Hetgeen [appellant] overigens in de toelichting op de grieven heeft aangevoerd kan evenmin tot de conclusie leiden dat vanaf 1 december 2020 sprake is geweest van zodanige geluidsoverlast dat dit huurvermindering rechtvaardigt. [appellant] heeft daarover voorts geen voldoende concreet bewijsaanbod gedaan. Het hof verwerpt daarom de grieven 2 en 4.
Conclusie en afwikkeling
6.11.1.
Het voorgaande voert tot de conclusie dat alleen grief 3 terecht is voorgedragen. In verband daarmee zal het hof het beroepen vonnis vernietigen voor zover het de oplegging van de dwangsom betreft. Het hof zal, in zoverre opnieuw rechtdoende, de door [geïntimeerde 1] en [geïntimeerde 2] gevorderde dwangsom afwijzen.
6.11.2.
Omdat de grieven 1, 2 en 4 zijn verworpen, moet het vonnis voor het overige bekrachtigd worden. [appellant] heeft in de memorie van grieven niet betwist dat, indien zijn beroep op vermindering van de huurprijs niet opgaat, hij door zijn betalingsgedrag zodanig in de nakoming van de huurovereenkomst is tekortgeschoten dat dit de ontbinding van de huurovereenkomst rechtvaardigt.
6.11.3
Bij deze stand van zaken is [appellant] ook in hoger beroep de grotendeels in het ongelijk gestelde partij. Het hof zal [appellant] daarom veroordelen in de proceskosten van het hoger beroep.
6.11.4.
[geïntimeerde 1] en [geïntimeerde 2] hebben aanspraak gemaakt op wettelijke rente over de proceskosten en op nakosten vermeerderd met wettelijke rente.

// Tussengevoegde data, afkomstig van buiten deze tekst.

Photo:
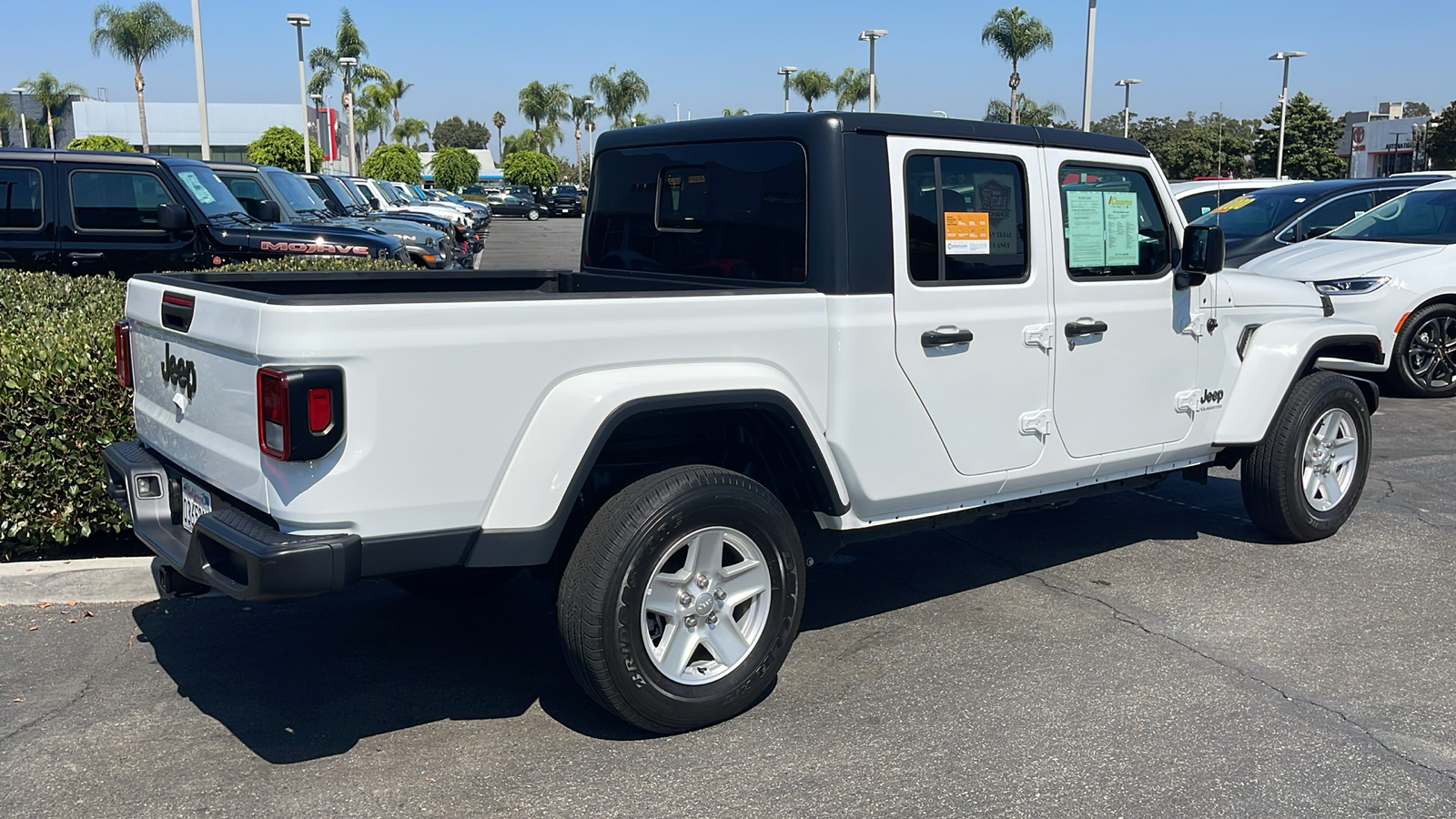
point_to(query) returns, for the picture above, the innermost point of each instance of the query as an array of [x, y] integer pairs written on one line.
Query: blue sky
[[470, 58]]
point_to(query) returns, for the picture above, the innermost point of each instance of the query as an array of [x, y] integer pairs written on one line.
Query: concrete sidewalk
[[95, 581]]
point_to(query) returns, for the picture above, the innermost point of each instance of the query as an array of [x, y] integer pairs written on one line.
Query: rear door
[[973, 296], [28, 215]]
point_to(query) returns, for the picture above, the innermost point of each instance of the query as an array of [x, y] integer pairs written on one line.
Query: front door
[[1128, 339], [972, 298]]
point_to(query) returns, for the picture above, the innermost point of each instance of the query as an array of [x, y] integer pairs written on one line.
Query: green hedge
[[60, 402], [60, 405]]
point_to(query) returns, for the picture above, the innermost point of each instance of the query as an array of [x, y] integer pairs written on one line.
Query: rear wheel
[[682, 599], [1426, 353], [1305, 479]]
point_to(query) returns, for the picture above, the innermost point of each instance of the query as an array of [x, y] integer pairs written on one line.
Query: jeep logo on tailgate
[[179, 372], [313, 248]]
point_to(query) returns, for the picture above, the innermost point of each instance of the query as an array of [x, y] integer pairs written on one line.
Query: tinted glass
[[19, 197], [207, 191], [1113, 225], [720, 210], [967, 219], [116, 200], [1198, 205], [1424, 217]]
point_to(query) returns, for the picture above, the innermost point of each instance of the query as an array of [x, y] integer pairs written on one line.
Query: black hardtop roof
[[810, 127], [108, 157]]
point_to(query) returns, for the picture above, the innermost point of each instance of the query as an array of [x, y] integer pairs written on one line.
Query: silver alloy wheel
[[1431, 354], [706, 605], [1331, 460]]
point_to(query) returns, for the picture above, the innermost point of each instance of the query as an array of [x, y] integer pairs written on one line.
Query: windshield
[[208, 191], [296, 191], [1257, 213], [1421, 217]]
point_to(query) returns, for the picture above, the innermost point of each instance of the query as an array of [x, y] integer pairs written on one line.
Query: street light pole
[[25, 133], [873, 35], [347, 63], [1087, 77], [201, 82], [786, 70], [1127, 98], [302, 22], [1283, 109]]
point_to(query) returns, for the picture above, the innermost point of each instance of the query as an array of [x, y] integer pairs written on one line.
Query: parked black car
[[564, 200], [1263, 220], [509, 205], [95, 212]]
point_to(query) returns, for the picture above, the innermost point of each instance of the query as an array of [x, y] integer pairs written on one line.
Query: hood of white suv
[[1321, 259]]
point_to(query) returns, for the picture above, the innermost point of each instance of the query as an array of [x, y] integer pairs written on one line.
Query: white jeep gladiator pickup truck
[[785, 332]]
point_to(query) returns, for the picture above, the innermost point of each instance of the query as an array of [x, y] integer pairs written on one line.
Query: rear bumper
[[230, 550]]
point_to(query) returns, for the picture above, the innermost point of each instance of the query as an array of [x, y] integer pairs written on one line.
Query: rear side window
[[19, 198], [116, 200], [967, 219], [715, 210], [1113, 225]]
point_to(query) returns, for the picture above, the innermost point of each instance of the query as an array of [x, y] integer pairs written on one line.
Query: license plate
[[196, 503]]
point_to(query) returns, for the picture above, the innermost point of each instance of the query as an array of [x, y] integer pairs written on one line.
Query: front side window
[[967, 219], [116, 200], [1113, 225], [715, 210], [19, 198]]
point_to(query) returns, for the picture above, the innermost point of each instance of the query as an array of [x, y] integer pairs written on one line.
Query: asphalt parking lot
[[1138, 654]]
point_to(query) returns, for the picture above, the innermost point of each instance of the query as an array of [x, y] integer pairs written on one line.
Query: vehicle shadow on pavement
[[312, 678]]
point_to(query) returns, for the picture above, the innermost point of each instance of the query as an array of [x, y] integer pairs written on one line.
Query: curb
[[94, 581]]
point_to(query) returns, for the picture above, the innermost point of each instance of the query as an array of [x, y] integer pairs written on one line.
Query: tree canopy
[[283, 147], [395, 162]]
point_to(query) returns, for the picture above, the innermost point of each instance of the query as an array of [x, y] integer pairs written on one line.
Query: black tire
[[1273, 472], [601, 605], [1424, 366], [456, 581]]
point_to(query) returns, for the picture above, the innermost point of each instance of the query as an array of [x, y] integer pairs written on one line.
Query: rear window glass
[[718, 210]]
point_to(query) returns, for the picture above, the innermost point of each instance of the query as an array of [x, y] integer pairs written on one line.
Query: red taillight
[[121, 339], [320, 410], [273, 414]]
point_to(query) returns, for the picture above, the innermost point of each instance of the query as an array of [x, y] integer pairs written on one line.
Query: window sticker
[[1085, 229], [967, 234], [197, 187]]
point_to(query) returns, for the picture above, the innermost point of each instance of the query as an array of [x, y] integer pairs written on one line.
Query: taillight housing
[[121, 341], [300, 411]]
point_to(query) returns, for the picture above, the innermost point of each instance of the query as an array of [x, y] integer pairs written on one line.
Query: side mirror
[[174, 217], [1201, 254]]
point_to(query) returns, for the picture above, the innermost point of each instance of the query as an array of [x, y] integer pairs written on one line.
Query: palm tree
[[1016, 35], [137, 35], [325, 62], [395, 91], [852, 87], [619, 94], [543, 104], [410, 130], [499, 120], [580, 111], [812, 84], [53, 96]]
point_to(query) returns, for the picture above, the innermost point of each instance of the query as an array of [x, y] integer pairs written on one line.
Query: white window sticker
[[197, 187]]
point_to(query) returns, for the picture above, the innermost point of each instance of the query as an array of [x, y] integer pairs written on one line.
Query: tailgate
[[196, 368]]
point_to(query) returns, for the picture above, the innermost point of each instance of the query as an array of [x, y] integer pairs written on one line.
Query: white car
[[1203, 196], [1394, 267]]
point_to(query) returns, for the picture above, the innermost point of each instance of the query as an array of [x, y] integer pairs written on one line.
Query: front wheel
[[1426, 353], [682, 599], [1305, 479]]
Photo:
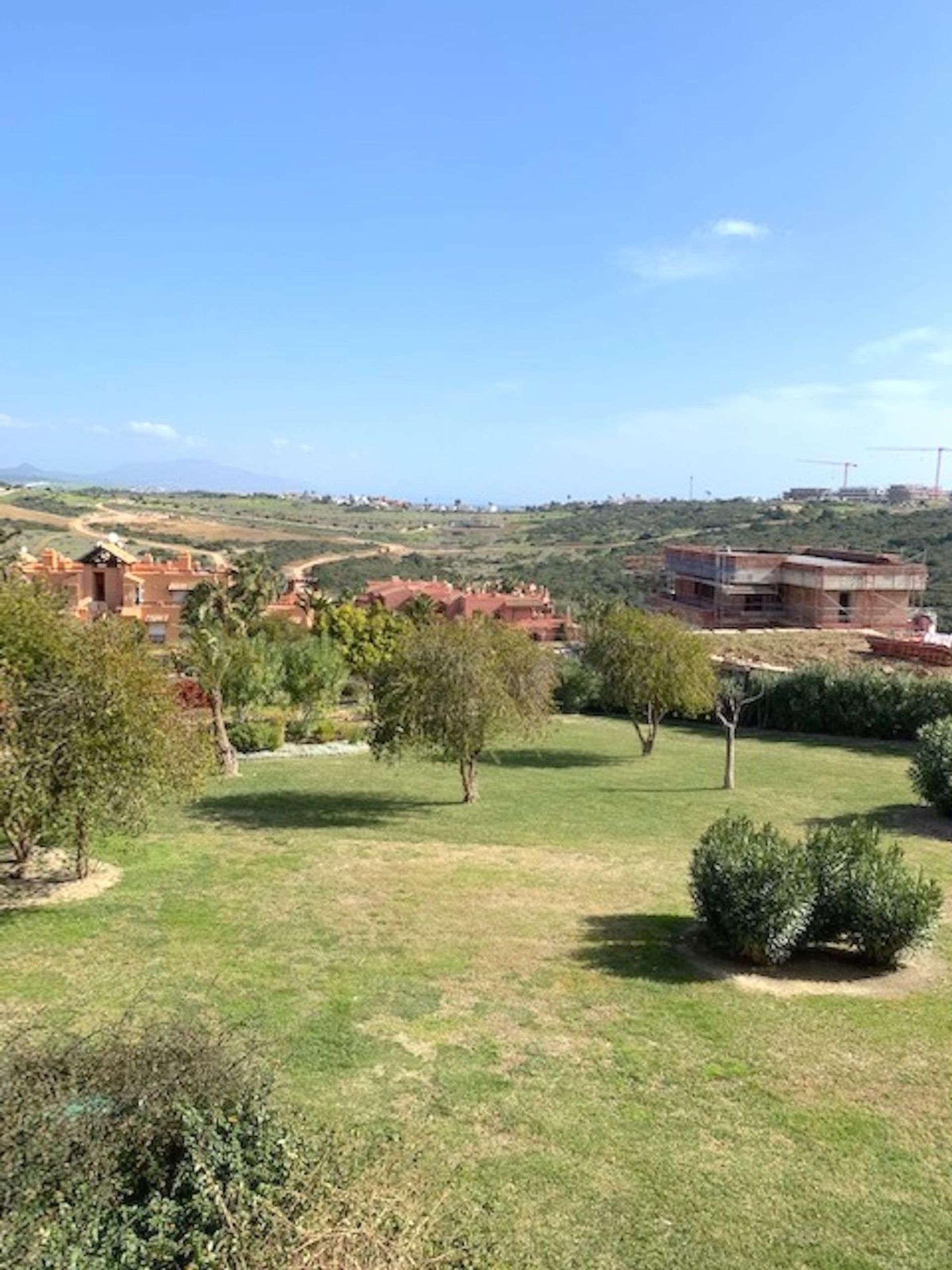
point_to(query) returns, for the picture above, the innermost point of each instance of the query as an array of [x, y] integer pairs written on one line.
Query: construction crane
[[833, 463], [922, 450]]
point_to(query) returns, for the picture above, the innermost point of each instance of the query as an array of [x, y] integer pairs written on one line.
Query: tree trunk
[[82, 849], [729, 766], [468, 771], [224, 750], [23, 844]]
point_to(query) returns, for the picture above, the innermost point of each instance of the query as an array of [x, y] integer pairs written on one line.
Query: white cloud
[[672, 263], [729, 228], [163, 432], [757, 440], [892, 346], [706, 253]]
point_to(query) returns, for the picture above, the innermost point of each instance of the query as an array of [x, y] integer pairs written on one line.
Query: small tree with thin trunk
[[207, 657], [652, 667], [36, 635], [734, 695], [452, 689]]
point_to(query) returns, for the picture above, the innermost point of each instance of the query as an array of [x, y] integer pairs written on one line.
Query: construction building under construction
[[826, 590]]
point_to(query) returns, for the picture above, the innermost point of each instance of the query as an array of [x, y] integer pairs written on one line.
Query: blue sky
[[511, 251]]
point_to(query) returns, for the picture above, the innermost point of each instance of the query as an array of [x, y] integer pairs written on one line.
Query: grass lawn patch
[[499, 992]]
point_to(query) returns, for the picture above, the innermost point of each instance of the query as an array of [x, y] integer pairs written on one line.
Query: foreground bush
[[762, 897], [931, 769], [155, 1151], [753, 889], [252, 736], [323, 731]]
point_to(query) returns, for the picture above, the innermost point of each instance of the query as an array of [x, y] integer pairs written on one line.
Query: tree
[[254, 583], [35, 636], [367, 634], [91, 733], [734, 695], [314, 674], [254, 674], [207, 657], [452, 689], [218, 616], [652, 667], [119, 743], [239, 600]]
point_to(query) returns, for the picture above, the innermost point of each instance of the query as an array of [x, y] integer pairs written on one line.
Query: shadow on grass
[[662, 789], [291, 810], [909, 818], [639, 947], [550, 759]]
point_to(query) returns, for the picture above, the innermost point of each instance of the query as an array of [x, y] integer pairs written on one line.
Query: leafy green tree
[[35, 636], [735, 693], [452, 689], [652, 666], [221, 616], [117, 742], [209, 604], [367, 634], [314, 674], [91, 734], [254, 583], [254, 674]]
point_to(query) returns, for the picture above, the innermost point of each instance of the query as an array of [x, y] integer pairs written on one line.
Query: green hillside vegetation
[[578, 552]]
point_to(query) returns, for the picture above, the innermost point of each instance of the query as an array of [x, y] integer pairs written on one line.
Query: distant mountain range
[[175, 474]]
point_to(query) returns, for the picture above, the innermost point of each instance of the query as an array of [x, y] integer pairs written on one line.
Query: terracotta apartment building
[[110, 579], [529, 607], [813, 587]]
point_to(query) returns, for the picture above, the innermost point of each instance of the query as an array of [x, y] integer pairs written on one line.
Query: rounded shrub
[[838, 856], [892, 910], [762, 897], [155, 1150], [932, 765], [753, 889], [252, 736]]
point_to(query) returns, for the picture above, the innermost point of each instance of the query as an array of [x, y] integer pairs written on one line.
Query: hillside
[[578, 552]]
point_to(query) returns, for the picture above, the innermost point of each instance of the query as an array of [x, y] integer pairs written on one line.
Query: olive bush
[[762, 897]]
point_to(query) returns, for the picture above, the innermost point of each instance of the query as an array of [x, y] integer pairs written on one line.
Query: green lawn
[[502, 987]]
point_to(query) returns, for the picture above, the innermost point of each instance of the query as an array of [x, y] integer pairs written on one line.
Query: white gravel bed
[[291, 750]]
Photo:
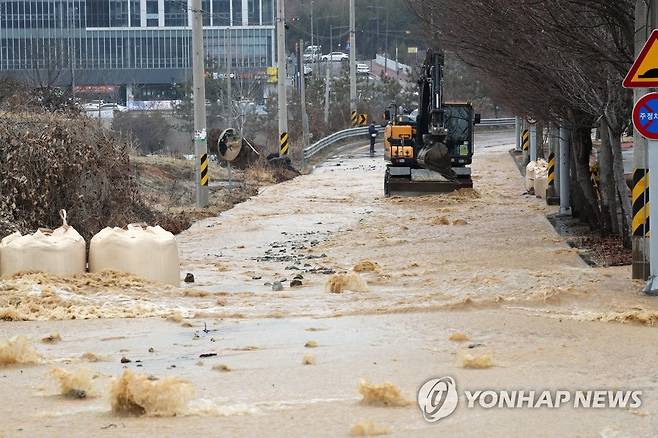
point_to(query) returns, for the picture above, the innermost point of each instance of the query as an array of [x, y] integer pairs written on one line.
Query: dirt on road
[[319, 282]]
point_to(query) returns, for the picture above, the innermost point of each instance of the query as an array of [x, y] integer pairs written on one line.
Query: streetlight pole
[[352, 58], [199, 86], [312, 25], [282, 78]]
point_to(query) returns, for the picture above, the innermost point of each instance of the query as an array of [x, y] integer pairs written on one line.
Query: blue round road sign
[[645, 116]]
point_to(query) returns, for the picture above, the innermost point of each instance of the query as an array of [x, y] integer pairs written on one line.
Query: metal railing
[[363, 132], [336, 137], [510, 121]]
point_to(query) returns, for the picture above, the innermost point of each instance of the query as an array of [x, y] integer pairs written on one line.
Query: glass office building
[[130, 42]]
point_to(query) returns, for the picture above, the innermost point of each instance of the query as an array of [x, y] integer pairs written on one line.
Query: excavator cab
[[433, 150]]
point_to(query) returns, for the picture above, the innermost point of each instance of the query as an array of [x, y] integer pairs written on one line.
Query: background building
[[139, 49]]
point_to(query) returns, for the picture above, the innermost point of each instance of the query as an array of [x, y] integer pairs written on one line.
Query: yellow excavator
[[431, 149]]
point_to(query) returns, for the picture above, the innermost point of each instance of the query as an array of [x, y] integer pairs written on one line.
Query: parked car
[[113, 107], [362, 69], [335, 57], [92, 105], [312, 53]]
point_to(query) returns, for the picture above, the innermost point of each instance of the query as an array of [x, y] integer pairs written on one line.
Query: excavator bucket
[[408, 181]]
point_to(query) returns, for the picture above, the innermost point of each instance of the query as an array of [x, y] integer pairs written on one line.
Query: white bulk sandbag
[[148, 252], [530, 175], [531, 171], [54, 252]]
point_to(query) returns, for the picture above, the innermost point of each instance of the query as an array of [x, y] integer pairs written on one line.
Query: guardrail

Volgens vaste rechtspraak levert een kostenveroordeling ook voor de nakosten een executoriale titel op. Een veroordeling tot betaling van de proceskosten en de wettelijke rente daarover omvat dus een veroordeling tot betaling van de nakosten en de wettelijke rente daarover, met dien verstande dat de wettelijke rente over de nakosten die zijn verbonden aan noodzakelijke betekening van de uitspraak, is verschuldigd vanaf veertien dagen na die betekening. Het hof ziet daarin aanleiding om de nakosten en de wettelijke rente daarover niet afzonderlijk in de proceskostenveroordeling vermelden (Zie in dezelfde zin HR 10 juni 2022, ECLI:NL:HR:2023:853, rov. 2.3).

7.De uitspraak

Het hof:
vernietigt het door de kantonrechter van de rechtbank Limburg, zittingsplaats Roermond, onder zaaknummer 9270935 \ CV EXPL 21-2937 gewezen vonnis van 13 oktober 2021 uitsluitend voor zover het de daarin opgenomen dwangsomveroordeling betreft;
in zoverre opnieuw rechtdoende: wijst de gevorderde dwangsomveroordeling af;
bekrachtigt het genoemde vonnis voor het overige;
veroordeelt [appellant] in de proceskosten van het hoger beroep, en begroot die kosten tot op heden aan de zijde van [geïntimeerde 1] en [geïntimeerde 2] op € 343,-- aan griffierecht en op € 2.366,-- aan salaris advocaat, en bepaalt dat deze bedragen binnen veertien dagen na de dag van deze uitspraak moeten zijn voldaan, bij gebreke waarvan deze bedragen worden vermeerderd met de wettelijke rente als bedoeld in artikel 6:119 BW daarover vanaf het einde van voormelde termijn tot aan de dag der voldoening;
verklaart deze proceskostenveroordeling uitvoerbaar bij voorraad;
wijst het in hoger beroep meer of anders gevorderde af.
Dit arrest is gewezen door mrs. I.B.N. Keizer, M.G.W.M. Stienissen en P.S. Kamminga en in het openbaar uitgesproken door de rolraadsheer op 23 mei 2023.